Мы в богов не верим и человеческих жертв не приносим. Полно, так ли опять? Чем же была Европа, во время всемирной войны, и что же такое вся наша «культура демонов», как не исполинское «кладбище Гезера», с обугленными костями новорожденных, – Молоху иному, но тех же человеческих жертв? И кто страшнее чудовище, Куртин или мы?

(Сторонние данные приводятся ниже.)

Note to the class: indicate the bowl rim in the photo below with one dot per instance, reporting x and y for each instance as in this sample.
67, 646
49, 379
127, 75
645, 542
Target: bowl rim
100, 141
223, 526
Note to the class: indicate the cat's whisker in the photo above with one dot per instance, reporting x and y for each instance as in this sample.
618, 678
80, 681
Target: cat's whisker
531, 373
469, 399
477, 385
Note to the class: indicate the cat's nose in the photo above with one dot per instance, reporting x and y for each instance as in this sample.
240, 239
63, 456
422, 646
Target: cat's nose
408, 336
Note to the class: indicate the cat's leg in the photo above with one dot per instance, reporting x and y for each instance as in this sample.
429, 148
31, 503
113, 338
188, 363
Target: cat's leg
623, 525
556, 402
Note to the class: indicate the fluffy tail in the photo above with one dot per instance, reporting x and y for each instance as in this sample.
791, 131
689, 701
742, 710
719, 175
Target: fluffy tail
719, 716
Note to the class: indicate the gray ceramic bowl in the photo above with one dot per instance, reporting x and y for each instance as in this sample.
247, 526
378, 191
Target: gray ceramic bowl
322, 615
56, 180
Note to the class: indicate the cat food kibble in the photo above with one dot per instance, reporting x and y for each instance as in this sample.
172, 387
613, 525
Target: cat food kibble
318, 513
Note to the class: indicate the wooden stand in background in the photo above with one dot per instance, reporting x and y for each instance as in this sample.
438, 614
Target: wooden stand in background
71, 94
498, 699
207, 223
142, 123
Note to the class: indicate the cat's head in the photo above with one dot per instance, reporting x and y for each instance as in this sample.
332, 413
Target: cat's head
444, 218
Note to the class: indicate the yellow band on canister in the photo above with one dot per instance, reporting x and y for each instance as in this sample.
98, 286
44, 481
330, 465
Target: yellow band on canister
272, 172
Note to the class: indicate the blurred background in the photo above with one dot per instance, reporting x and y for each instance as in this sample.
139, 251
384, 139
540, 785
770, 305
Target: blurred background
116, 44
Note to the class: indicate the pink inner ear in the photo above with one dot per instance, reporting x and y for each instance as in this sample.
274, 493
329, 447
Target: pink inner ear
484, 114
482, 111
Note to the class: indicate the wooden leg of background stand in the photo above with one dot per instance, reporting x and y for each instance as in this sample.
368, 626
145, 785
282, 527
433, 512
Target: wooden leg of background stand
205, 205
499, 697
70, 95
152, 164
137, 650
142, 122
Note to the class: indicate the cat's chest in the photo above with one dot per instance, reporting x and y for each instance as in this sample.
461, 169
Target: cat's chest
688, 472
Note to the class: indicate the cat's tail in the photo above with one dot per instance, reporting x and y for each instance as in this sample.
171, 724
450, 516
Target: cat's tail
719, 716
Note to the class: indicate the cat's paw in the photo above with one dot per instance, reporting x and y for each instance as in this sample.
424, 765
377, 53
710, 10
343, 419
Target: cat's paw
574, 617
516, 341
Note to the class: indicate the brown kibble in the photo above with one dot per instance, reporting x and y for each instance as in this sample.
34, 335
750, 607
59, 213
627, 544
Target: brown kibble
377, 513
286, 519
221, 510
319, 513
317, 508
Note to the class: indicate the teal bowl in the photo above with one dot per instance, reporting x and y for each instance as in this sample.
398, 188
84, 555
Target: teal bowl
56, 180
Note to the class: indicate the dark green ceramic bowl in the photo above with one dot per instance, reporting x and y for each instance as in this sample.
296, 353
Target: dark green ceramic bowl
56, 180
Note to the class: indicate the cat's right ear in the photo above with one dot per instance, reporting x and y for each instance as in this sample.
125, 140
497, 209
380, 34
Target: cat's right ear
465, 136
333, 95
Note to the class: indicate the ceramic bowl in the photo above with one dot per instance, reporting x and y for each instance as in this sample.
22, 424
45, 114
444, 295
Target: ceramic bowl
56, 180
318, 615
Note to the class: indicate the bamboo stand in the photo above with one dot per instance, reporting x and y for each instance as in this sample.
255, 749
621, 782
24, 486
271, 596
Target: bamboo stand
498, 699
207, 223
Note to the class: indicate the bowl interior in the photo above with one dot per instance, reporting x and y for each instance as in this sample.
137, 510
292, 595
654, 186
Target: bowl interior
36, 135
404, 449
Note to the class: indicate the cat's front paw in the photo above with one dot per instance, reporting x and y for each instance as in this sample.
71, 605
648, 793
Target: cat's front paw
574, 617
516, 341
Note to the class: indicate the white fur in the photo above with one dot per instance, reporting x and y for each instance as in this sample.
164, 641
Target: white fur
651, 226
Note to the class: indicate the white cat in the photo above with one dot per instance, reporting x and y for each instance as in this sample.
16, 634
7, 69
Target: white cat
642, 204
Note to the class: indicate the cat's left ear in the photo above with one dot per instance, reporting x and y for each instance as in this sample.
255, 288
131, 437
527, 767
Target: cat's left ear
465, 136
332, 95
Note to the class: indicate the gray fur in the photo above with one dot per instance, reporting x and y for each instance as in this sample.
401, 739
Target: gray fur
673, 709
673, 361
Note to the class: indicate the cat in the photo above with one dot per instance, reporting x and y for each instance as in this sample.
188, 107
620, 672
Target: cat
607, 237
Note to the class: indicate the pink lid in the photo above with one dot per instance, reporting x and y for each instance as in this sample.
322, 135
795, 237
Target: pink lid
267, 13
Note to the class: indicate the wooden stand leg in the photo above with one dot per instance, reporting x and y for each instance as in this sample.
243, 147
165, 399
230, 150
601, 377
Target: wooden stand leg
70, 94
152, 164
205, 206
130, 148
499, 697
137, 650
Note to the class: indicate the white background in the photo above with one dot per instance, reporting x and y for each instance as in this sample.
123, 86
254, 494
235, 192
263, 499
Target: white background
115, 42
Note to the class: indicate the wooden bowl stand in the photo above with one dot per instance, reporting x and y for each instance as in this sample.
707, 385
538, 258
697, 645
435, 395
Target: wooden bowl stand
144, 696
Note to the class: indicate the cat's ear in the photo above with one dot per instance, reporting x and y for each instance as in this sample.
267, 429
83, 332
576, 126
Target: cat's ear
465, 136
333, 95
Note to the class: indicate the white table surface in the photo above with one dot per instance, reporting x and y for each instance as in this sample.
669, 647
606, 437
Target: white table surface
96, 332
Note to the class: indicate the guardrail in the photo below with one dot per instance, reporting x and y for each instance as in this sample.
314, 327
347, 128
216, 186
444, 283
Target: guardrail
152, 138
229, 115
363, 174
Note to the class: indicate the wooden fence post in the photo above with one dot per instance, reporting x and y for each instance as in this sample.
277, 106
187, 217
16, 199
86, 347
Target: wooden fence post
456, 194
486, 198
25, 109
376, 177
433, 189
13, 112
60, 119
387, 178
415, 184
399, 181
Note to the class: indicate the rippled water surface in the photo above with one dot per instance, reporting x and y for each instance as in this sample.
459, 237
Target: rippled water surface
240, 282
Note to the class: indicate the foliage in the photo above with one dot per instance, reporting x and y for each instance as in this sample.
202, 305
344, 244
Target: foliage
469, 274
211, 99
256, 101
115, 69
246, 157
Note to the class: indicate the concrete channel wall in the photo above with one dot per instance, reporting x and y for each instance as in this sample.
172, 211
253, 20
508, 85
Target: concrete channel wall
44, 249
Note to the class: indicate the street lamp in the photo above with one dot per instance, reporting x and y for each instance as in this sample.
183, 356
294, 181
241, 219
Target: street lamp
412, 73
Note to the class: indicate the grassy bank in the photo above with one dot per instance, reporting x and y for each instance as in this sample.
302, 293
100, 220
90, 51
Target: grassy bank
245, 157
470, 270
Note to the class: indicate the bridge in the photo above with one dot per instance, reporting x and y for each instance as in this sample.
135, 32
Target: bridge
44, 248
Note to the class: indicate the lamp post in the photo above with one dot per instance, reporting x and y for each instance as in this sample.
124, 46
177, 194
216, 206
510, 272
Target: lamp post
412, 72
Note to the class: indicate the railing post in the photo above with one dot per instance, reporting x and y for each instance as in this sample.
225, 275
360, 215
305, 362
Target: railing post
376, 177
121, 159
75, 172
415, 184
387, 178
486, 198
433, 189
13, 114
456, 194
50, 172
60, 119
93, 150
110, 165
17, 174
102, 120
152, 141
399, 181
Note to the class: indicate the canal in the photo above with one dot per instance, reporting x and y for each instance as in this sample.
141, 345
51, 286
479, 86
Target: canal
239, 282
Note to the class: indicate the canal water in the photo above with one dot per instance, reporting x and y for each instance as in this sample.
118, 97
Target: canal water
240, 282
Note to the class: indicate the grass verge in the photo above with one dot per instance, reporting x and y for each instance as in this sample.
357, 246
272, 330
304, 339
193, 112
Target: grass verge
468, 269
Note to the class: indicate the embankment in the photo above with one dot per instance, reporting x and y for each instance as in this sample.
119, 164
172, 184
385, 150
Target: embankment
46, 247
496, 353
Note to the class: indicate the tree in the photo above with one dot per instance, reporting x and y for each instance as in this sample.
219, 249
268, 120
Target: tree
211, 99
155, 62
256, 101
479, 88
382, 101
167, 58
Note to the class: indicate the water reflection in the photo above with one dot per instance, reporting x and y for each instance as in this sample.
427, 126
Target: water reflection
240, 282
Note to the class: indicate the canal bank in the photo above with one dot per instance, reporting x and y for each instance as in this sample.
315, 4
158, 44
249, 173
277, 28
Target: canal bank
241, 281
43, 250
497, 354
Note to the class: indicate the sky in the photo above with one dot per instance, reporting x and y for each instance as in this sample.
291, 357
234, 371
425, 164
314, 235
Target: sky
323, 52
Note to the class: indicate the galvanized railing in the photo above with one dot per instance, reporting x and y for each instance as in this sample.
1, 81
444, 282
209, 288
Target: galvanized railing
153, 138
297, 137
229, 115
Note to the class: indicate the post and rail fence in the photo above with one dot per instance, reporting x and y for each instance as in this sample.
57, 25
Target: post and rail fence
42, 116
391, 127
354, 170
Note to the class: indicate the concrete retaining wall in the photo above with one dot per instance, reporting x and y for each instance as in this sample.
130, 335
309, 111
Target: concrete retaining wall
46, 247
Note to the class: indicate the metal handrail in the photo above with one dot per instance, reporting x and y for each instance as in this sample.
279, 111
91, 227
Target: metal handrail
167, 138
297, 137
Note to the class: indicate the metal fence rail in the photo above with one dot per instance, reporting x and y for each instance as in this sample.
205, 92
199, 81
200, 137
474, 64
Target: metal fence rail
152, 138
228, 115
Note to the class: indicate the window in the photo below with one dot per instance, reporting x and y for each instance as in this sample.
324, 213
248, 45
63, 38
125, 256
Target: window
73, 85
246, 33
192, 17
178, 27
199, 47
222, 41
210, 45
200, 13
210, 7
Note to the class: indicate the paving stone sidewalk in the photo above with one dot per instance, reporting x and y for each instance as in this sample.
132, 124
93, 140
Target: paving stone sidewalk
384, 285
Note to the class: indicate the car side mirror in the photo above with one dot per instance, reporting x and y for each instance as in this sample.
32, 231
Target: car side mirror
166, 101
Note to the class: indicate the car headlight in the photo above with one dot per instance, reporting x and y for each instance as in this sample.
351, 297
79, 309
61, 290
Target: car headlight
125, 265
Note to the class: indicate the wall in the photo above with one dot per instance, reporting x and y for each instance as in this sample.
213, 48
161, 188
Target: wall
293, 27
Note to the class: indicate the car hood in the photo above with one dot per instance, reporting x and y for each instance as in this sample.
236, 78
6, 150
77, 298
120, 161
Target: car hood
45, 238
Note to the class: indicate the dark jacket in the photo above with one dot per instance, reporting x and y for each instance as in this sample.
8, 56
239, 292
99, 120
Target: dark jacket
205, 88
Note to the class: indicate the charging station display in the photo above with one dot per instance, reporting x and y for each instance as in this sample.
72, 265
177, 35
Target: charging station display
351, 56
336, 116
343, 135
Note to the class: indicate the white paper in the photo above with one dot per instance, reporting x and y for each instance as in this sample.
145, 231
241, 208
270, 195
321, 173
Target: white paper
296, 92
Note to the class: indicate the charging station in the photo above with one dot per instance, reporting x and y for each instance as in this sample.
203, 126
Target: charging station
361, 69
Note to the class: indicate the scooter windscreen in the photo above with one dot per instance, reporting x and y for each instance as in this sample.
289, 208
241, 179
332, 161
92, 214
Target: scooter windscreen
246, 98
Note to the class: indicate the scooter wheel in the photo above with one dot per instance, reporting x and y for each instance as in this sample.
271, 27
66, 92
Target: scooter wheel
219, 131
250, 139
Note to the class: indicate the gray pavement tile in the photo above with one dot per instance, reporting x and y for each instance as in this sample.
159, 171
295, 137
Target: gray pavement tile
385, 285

Сколько бы ап. Павел ни доказывал от закона и пророков, что Иисус распятый есть Сын Божий Единородный, воссевший одесную Бога Отца, второе Лицо Троицы, как будет сказано в позднейшем догмате, – иудеи этому не верили, потому что слишком хорошо помнили, что этого нигде в Писании не сказано; кое-что сказано там о Христе – Мессии, Царе израильском, торжествующем, почти ничего – о страдающем; о Сыне же Божием, Единородном, – совсем ничего. Слишком хорошо помнили они Синайскую заповедь: «Да не будет тебе иных богов, кроме Меня». Павел же «иного Бога» проповедовал. Слишком хорошо помнили также, что сказано: «Проклят всяк висящий на древе» (Втор. 21, 23); и этот, Висящий на кресте, воссел одесную Благословенного, – вот кощунство кощунств – то, за что некогда Павел терзал христиан, и за что теперь хотели его самого растерзать иудеи: «Истреби от земли такого, ибо ему не должно жить!» (Деян. 22, 22.)